We note that \(\varDelta \)t includes contributions from the intrinsic time delay, violation of Lorentz invariance induced delays, delay due to possible non-zero photon mass, and an additional delay due to cold plasma dispersion along the line of sight (valid only for radio waves) [18, 23]. If we assume that all the other time delays are zero or negligible, we can estimate a limit on \(\varDelta \gamma \) [18] If we use the nano-second pulse from Crab with flux exceeding 2 MJy [26], which had \(\varDelta t <0.4\) ns, we get a corresponding limit on \(\varDelta \gamma < 2.41\times 10^{-15}\). We note that the radio pulse observations include a correction for the dispersion induced delay (\(\varDelta t_{DM}\)). However, an additional assumption made in obtaining a limit on \(\varDelta \gamma \) from the Crab nano-shot observations is that the PPN \(\gamma \) does not have the same \(\frac{1}{\nu }^2\) dependence on frequency as \(\varDelta t_{DM}\) [41]. We do however know from extragalactic observations of GRBs that the PPN \(\gamma \) is independent of energy over a range of eV to GeV to within \(\mathcal {O} 10^{-8}\) [12].

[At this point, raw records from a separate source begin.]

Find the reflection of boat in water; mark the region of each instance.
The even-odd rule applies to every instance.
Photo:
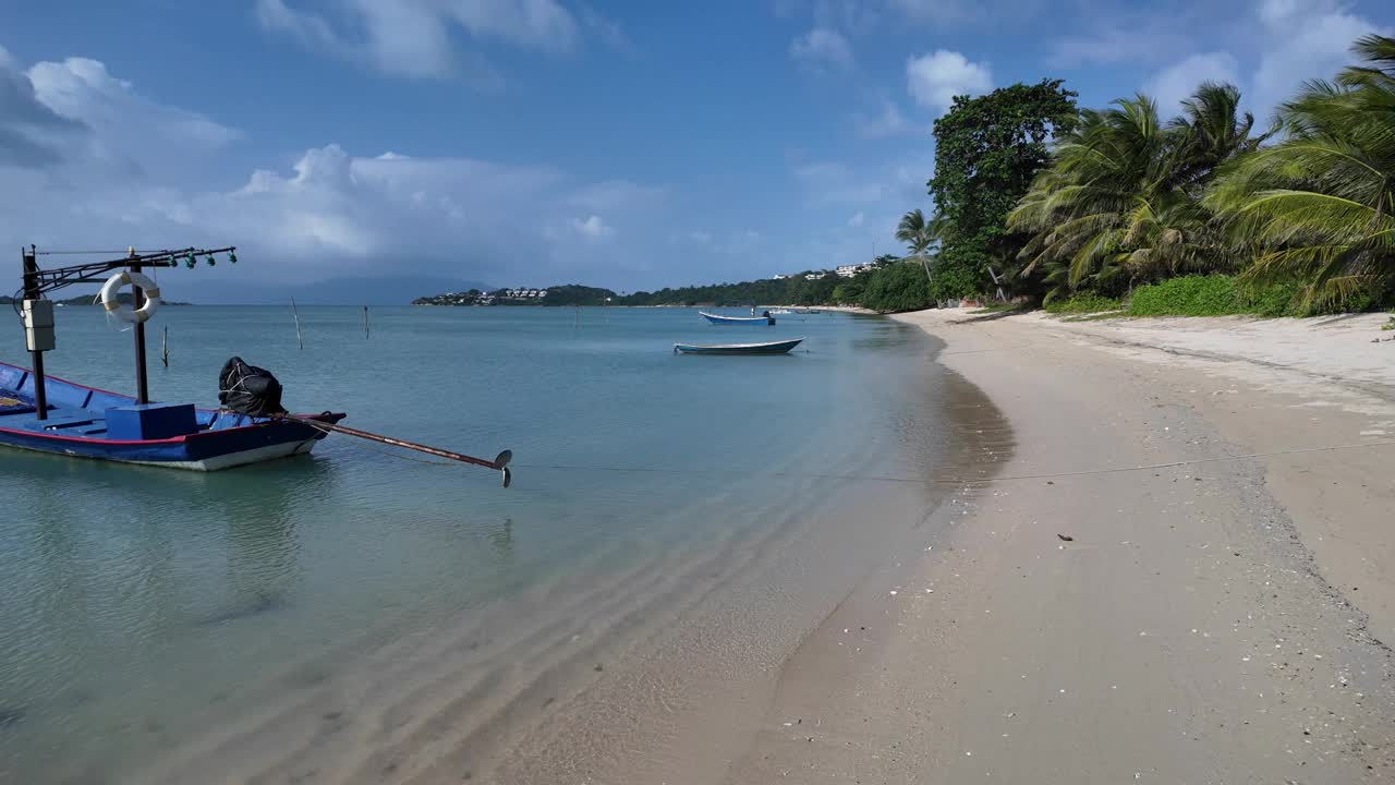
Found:
[[[707,313],[704,310],[700,310],[698,313],[700,313],[703,318],[706,318],[713,324],[738,324],[738,325],[744,324],[746,327],[753,327],[757,324],[769,325],[776,323],[776,317],[770,316],[770,311],[764,311],[760,316],[721,316],[717,313]]]
[[[674,352],[682,355],[783,355],[802,341],[804,338],[766,344],[674,344]]]

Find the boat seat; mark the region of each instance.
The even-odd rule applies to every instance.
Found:
[[[82,427],[92,425],[92,418],[84,416],[68,416],[68,418],[49,418],[43,420],[43,430],[67,430],[70,427]]]

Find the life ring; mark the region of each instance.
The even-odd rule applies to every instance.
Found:
[[[145,295],[144,306],[131,310],[131,306],[117,299],[121,286],[126,286],[127,284],[134,285],[137,289],[141,291],[141,293]],[[155,316],[155,311],[160,307],[160,288],[155,285],[155,281],[151,281],[145,275],[135,272],[133,270],[123,270],[116,275],[107,278],[106,284],[102,285],[100,298],[102,298],[102,307],[106,309],[106,313],[116,316],[117,318],[120,318],[127,324],[140,324],[142,321],[148,321],[152,316]]]

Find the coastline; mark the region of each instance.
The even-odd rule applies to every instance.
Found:
[[[893,318],[1006,413],[1011,458],[785,662],[727,781],[1395,774],[1384,317],[965,317]]]

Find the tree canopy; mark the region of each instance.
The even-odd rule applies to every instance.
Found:
[[[1062,80],[956,96],[935,122],[935,176],[926,183],[943,219],[932,293],[982,291],[986,267],[1016,256],[1007,214],[1050,159],[1049,140],[1076,126],[1076,94]]]

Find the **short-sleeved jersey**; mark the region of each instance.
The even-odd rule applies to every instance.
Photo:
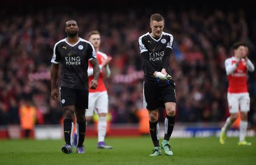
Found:
[[[237,59],[234,57],[229,58],[225,61],[225,66],[226,68],[229,66],[235,65],[237,61]],[[246,62],[245,59],[242,58],[237,69],[233,73],[228,75],[229,81],[228,91],[230,93],[247,92],[246,77]]]
[[[101,52],[98,51],[97,53],[97,60],[98,60],[98,64],[101,65],[102,62],[108,58],[108,56]],[[89,64],[89,69],[92,69],[92,66],[90,65],[90,64]],[[90,82],[92,79],[93,79],[93,75],[89,77],[89,82]],[[89,92],[103,92],[106,91],[106,88],[104,84],[104,82],[103,81],[103,75],[102,75],[102,70],[101,70],[100,73],[100,77],[98,78],[98,86],[97,87],[97,88],[95,90],[92,90],[91,88],[89,89]]]
[[[93,46],[81,38],[73,45],[67,38],[56,43],[51,62],[61,64],[60,86],[88,90],[88,60],[94,58]]]
[[[167,49],[172,49],[172,45],[174,37],[172,35],[162,32],[161,37],[155,39],[148,32],[139,38],[139,46],[142,54],[143,52],[148,52],[146,56],[143,57],[150,61],[154,70],[161,71],[163,68],[166,69],[166,72],[171,75],[169,57],[170,53],[167,53]],[[170,52],[171,52],[171,51]],[[144,78],[146,81],[156,82],[156,78],[153,73],[150,73],[143,66]]]

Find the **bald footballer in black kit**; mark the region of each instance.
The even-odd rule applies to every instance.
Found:
[[[71,143],[74,113],[77,119],[79,139],[78,154],[84,154],[83,143],[85,136],[85,109],[88,108],[88,60],[93,67],[93,79],[89,86],[95,89],[100,74],[100,67],[93,46],[78,36],[79,28],[75,20],[66,22],[67,37],[54,46],[51,60],[51,86],[53,99],[60,101],[64,111],[64,134],[65,145],[61,151],[65,154],[73,152]],[[59,64],[61,64],[60,98],[56,87]]]

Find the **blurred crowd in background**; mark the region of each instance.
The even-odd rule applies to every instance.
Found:
[[[19,124],[19,108],[26,104],[36,108],[36,124],[61,122],[60,104],[51,98],[49,70],[54,44],[66,37],[65,23],[70,19],[77,21],[81,37],[87,39],[89,32],[98,30],[100,50],[113,57],[112,75],[105,81],[111,122],[138,122],[136,112],[143,107],[138,39],[150,31],[150,18],[155,11],[49,8],[23,14],[7,9],[1,12],[0,125]],[[165,19],[164,31],[174,37],[170,62],[176,85],[176,121],[224,121],[229,114],[224,61],[232,56],[234,43],[245,41],[250,49],[249,57],[255,65],[255,19],[243,10],[158,12]],[[256,126],[255,72],[249,74],[248,80],[249,125]]]

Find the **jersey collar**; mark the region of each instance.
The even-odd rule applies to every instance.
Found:
[[[156,40],[156,39],[155,39],[151,35],[150,35],[150,33],[149,33],[149,32],[147,32],[147,33],[150,35],[150,36],[153,39],[153,40],[154,40],[155,41],[156,41],[156,42],[158,42],[160,39],[161,39],[161,38],[162,38],[162,36],[163,36],[163,32],[162,32],[162,35],[161,35],[161,36],[160,37],[160,38],[158,39],[158,40]]]
[[[80,40],[81,40],[81,38],[79,37],[79,40],[77,41],[77,42],[76,42],[76,44],[75,44],[74,45],[71,45],[71,44],[69,44],[69,43],[68,43],[68,41],[67,41],[67,38],[65,38],[65,42],[66,42],[66,43],[67,43],[67,44],[68,44],[69,46],[72,46],[72,47],[76,46],[76,45],[80,41]]]

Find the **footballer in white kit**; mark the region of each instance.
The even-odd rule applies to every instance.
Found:
[[[247,57],[248,48],[242,42],[233,46],[234,56],[225,61],[226,75],[229,81],[228,103],[230,116],[221,128],[220,142],[224,145],[226,132],[241,113],[239,145],[250,145],[245,141],[247,126],[247,112],[250,110],[250,96],[247,87],[247,72],[254,71],[254,66]]]

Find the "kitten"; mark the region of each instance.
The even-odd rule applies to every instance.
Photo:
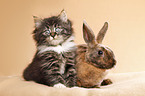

The most precise time difference from multi-frequency monitoring of the Crab pulsar is between the radio and optical wavelengths equal to \(255\pm 21 \upmu s\) [42], where the radio data is obtained from the Nançay radio telescope and optical data from the S-CAM3 imager on the OGS telescope in Tenerife. Using this observed value of \(\varDelta t\), we get \(\varDelta \gamma <1.54 \times 10^{-9}\). Z16 have also used other combinations of multi-wavelength observations to set limits on WEP, but these are less stringent than those obtained using radio and optical observations. Therefore, we only report results on the violation of WEP using radio and optical observations.

4 Conclusions

We have calculated the total Shapiro delay to the Crab pulsar due to the gravitational potential along the line of sight. We included the contributions from both the dark and baryonic matter. The total delay from the gravitational potential of the dark matter distribution to the Crab pulsar is 3.4 days. The delay from the baryonic matter is equal to 0.12 days and 0.32 days for the bulge and disk respectively. Therefore, the total Shapiro delay is equal to 3.84 days. We also reviewed the differences in our calculations of Shapiro delay and those from other groups [1, 2], which also estimated this delay. Using this value for Shapiro delay, we then used the same multi-wavelength observations of the Crab pulsar as in Y16 and Z16 [1, 2] to obtain limits on violation of weak equivalence principle in terms of the PPN parameter \(\gamma \). Similar to Y16, we use observations of “nano-shot” giant pulses with time-delay \(<0.4\) ns resulting in \(\varDelta \gamma < 2.41\times 10^{-15}\). We then follow Z16, and use the time-differences between radio and optical photons from a multi-wavelength observing campaign of the Crab pulsar and obtain \(\varDelta \gamma < 1.54\times 10^{-9}\).